Make the AI dance in certain ways, they would eventually stumble.
Here’s a new story from the economist about fake-news new:
Many AI researchers think fakes will become undetectable
AI created contents that are indetectably mixed within genuine ’natural’ human products are causing a lot of troubles. Deep-fake videos and news are generating misleading information towards public. For AI developers who relies on internet-based text corpus to train new AI versions, they are finding their relied sources being polluted by AI generations. Hence, how to detect such trickery is a live topic among ai researchers. There are two primary ways of detection: some firms offer software that aims to spot machine-generated media; others, like the makers of big ai models, meanwhile, are searching for ways of “watermarking” their output so that real pictures, video or text can be readily distinguished from the machine-generated sort.
The Economist conducted a (deeply unscientific) straw poll of delegates to Neurips. Of 23 people asked, 17 thought ai-generated media would eventually become undetectable. Only one believed that reliable detection would be possible. (The other five demurred, preferring to wait and see.)
For text:
One technique for marking text was proposed by a team at the University of Maryland in July 2023, and added to by a team at University of California, Santa Barbara, who presented their tweaks at Neurips. The idea is to fiddle with a language model’s word preferences. First, the model randomly assigns a clutch of words it knows to a “green” group, and puts all the others in a “red” group. Then, when generating a given block of text, the algorithm loads the dice, raising the probability that it will plump for a green word instead of one of its red synonyms. Checking for watermarking involves comparing the proportion of green to red words—though since the technique is statistical, it is most reliable for longer chunks of writing.

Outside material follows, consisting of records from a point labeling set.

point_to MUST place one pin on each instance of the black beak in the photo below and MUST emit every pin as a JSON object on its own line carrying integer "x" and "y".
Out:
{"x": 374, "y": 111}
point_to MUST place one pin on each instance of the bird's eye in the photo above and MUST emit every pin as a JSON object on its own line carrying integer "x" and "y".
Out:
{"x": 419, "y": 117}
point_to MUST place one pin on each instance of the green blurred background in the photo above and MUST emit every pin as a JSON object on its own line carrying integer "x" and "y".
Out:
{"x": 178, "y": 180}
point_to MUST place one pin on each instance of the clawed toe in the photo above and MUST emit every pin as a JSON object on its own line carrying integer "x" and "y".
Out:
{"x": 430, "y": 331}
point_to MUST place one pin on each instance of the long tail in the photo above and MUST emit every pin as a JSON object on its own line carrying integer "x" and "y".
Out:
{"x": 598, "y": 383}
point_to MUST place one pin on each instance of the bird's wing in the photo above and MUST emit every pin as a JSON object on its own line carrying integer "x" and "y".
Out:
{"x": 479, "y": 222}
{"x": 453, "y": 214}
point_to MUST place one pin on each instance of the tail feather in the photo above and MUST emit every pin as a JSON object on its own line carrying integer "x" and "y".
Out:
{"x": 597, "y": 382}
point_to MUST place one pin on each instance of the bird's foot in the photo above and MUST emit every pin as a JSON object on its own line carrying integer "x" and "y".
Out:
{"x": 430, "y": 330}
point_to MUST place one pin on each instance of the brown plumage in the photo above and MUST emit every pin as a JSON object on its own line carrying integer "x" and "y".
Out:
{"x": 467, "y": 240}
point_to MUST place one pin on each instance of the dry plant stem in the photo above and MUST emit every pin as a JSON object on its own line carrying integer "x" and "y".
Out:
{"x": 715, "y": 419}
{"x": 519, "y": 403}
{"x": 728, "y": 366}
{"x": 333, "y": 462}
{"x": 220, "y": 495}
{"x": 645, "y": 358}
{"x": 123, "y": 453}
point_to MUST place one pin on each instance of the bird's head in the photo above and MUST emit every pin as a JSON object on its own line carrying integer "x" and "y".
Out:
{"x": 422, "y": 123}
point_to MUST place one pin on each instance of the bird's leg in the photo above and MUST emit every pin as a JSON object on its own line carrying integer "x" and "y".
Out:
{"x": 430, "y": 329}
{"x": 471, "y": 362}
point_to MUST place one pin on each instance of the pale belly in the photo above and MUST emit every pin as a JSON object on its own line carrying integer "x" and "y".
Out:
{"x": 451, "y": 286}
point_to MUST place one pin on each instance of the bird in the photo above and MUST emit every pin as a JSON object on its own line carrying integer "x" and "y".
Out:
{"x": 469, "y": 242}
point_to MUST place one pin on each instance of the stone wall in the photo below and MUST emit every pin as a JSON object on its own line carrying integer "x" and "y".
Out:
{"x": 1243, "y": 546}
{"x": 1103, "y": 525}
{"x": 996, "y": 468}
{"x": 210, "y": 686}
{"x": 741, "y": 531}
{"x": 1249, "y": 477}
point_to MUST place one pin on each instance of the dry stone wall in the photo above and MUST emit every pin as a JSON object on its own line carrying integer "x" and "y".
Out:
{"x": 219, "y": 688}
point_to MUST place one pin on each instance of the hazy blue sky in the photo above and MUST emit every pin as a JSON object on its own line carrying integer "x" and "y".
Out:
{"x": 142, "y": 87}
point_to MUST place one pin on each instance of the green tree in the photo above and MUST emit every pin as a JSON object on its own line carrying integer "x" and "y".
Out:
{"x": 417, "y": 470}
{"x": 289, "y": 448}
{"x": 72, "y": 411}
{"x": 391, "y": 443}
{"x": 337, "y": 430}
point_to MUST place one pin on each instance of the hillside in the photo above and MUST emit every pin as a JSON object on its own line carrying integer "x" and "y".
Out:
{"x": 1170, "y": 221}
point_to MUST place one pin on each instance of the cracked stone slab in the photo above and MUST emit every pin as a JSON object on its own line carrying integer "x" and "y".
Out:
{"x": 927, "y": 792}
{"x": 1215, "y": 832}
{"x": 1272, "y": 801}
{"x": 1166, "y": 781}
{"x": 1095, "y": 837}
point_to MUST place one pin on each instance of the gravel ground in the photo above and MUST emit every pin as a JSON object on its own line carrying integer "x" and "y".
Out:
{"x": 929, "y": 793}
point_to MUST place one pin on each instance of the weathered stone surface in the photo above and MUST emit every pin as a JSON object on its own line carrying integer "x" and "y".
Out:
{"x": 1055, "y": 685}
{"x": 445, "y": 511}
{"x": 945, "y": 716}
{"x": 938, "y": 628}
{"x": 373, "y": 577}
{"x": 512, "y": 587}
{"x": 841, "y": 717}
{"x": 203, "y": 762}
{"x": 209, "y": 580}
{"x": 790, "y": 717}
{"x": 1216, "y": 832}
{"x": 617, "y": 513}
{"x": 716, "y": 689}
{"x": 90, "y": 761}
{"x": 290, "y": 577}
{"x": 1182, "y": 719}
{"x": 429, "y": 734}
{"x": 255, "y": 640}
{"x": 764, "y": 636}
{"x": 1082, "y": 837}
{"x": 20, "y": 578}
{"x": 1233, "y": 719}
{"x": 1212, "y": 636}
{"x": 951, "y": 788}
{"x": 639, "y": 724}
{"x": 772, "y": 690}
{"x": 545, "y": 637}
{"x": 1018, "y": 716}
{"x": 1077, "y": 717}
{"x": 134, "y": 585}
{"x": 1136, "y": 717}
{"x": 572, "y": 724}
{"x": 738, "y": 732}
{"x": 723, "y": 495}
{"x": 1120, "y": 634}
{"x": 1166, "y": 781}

For images (and hence also videos):
Many methods for watermarking images, meanwhile, involve tweaking the pixels in subtle ways, such as shifting their colours. The alterations are too subtle for human observers to notice, but can be picked up by computers. But cropping an image, rotating it, or even blurring and then resharpening it can remove such marks.
Another group of researchers at Neurips presented a scheme called “Tree-Ring” watermarking that is designed to be more robust. Diffusion models, the most advanced type of image-generation software, begin by filling their digital canvas with random noise, out of which the required picture slowly emerges. The tree-ring method embeds the watermark not in the finished picture, but in the noise at the start. If the software that created a picture is run in reverse, it will reproduce the watermark along with the noise. Crucially, the technique is less easy to thwart by fiddling with the final image.
However, the situation has almost become an arm race between the detectors and the AI-developers:
Another team led by Hanlin Zhang, Benjamin Edelman and Boaz Barak, all of Harvard University, presented a method (not yet peer-reviewed) that can, they say, erase watermarks. It works by adding a dash of new noise, then using a second, different ai model to remove that noise, which removes the original watermark in the process. They claim to be able to foil three new text-watermarking schemes proposed in 2023. In September scientists at the University of Maryland published a paper (also not yet peer-reviewed) claiming that none of the current methods of image watermarking—Tree-Rings included—is foolproof.
The application of AI detection would be immensely case-dependent. Despite we could already name dozens of particular applicaion cases where abusive use of AI generated content would create negative impact, to precisely define the application scenario hence framing a working boundary for such detection requires thorough work that bridge current academic findings with robust industrial usage.